Americans generally think of Pol Pot as some kind of unique, self-generated monster and his “killing fields” as an inexplicable atavism totally divorced from civilization. But without the United States government’s Vietnam-era savagery, he could never have come to power in a culture like Cambodia’s, just as Mao’s uneducated peasant radicals would never have gained legitimacy in a normal Chinese context without the disruption and depravity of the Japanese war. Significantly, in its calls for an international tribunal to try the remaining leaders of the Khmer Rouge for war crimes, the United States has demanded that such a court restrict its efforts to the period from 1975 to 1979—that is, after the years of carpet bombing were over and before the U.S. government began to collaborate with the Khmer Rouge against the Vietnamese Communists, who invaded Cambodia in 1978, drove the Khmer Rouge from power, and were trying to bring some stability to the country.

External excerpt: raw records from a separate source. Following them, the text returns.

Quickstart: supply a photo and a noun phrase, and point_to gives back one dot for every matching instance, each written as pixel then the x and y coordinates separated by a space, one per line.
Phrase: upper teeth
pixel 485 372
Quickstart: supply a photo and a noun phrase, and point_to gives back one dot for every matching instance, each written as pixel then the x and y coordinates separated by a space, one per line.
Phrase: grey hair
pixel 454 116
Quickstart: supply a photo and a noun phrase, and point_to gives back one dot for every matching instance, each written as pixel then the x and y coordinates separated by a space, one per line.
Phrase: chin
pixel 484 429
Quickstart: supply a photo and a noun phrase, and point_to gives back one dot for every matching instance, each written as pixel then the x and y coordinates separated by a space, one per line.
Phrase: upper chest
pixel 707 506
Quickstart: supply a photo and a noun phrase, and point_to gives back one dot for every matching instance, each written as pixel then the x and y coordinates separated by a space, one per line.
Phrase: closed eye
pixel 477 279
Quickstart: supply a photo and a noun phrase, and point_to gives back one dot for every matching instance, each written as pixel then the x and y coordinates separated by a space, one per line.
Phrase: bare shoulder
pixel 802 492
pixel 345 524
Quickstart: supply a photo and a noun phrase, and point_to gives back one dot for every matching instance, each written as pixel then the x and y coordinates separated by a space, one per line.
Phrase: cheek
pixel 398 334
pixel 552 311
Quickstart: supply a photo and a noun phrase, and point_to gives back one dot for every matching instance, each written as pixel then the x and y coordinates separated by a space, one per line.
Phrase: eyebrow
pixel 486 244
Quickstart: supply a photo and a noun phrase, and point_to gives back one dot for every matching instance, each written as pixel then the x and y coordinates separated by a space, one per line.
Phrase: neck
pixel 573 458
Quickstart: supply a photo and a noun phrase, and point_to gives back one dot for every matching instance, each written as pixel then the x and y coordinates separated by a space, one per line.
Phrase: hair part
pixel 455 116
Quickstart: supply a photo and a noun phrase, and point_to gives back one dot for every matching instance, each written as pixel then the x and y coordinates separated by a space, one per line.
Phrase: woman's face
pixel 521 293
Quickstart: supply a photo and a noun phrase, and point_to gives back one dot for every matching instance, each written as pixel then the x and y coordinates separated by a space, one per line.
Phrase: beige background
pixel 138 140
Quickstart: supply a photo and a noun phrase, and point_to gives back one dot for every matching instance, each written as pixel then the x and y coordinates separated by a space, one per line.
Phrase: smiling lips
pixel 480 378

Even an empire cannot control the long-term effects of its policies. That is the essence of blowback. Take the civil war in Afghanistan in the 1980s, in which Soviet forces directly intervened on the government side and the CIA armed and supported any and all groups willing to face the Soviet armies. Over the years the fighting turned Kabul, once a major center of Islamic culture, into a facsimile of Hiroshima after the bomb. American policies helped ensure that the Soviet Union would suffer the same kind of debilitating defeat in Afghanistan as the United States had in Vietnam. In fact, the defeat so destabilized the Soviet regime that at the end of the 1980s it collapsed. But in Afghanistan the United States also helped bring to power the Taliban, a fundamentalist Islamic movement whose policies toward women, education, justice, and economic well-being resemble not so much those of Ayatollah Khomeini’s Iran as those of Pol Pot’s Cambodia. A group of these mujahideen, who only a few years earlier the United States had armed with ground-to-air Stinger missiles, grew bitter over American acts and policies in the Gulf War and vis-à-vis Israel. In 1993, they bombed the World Trade Center in New York and assassinated several CIA employees as they waited at a traffic light in Langley, Virginia. Four years later, on November 12, 1997, after the Virginia killer had been convicted by an American court, unknown assailants shot and killed four American accountants, unrelated in any way to the CIA, in their car in Karachi, Pakistan, in retaliation.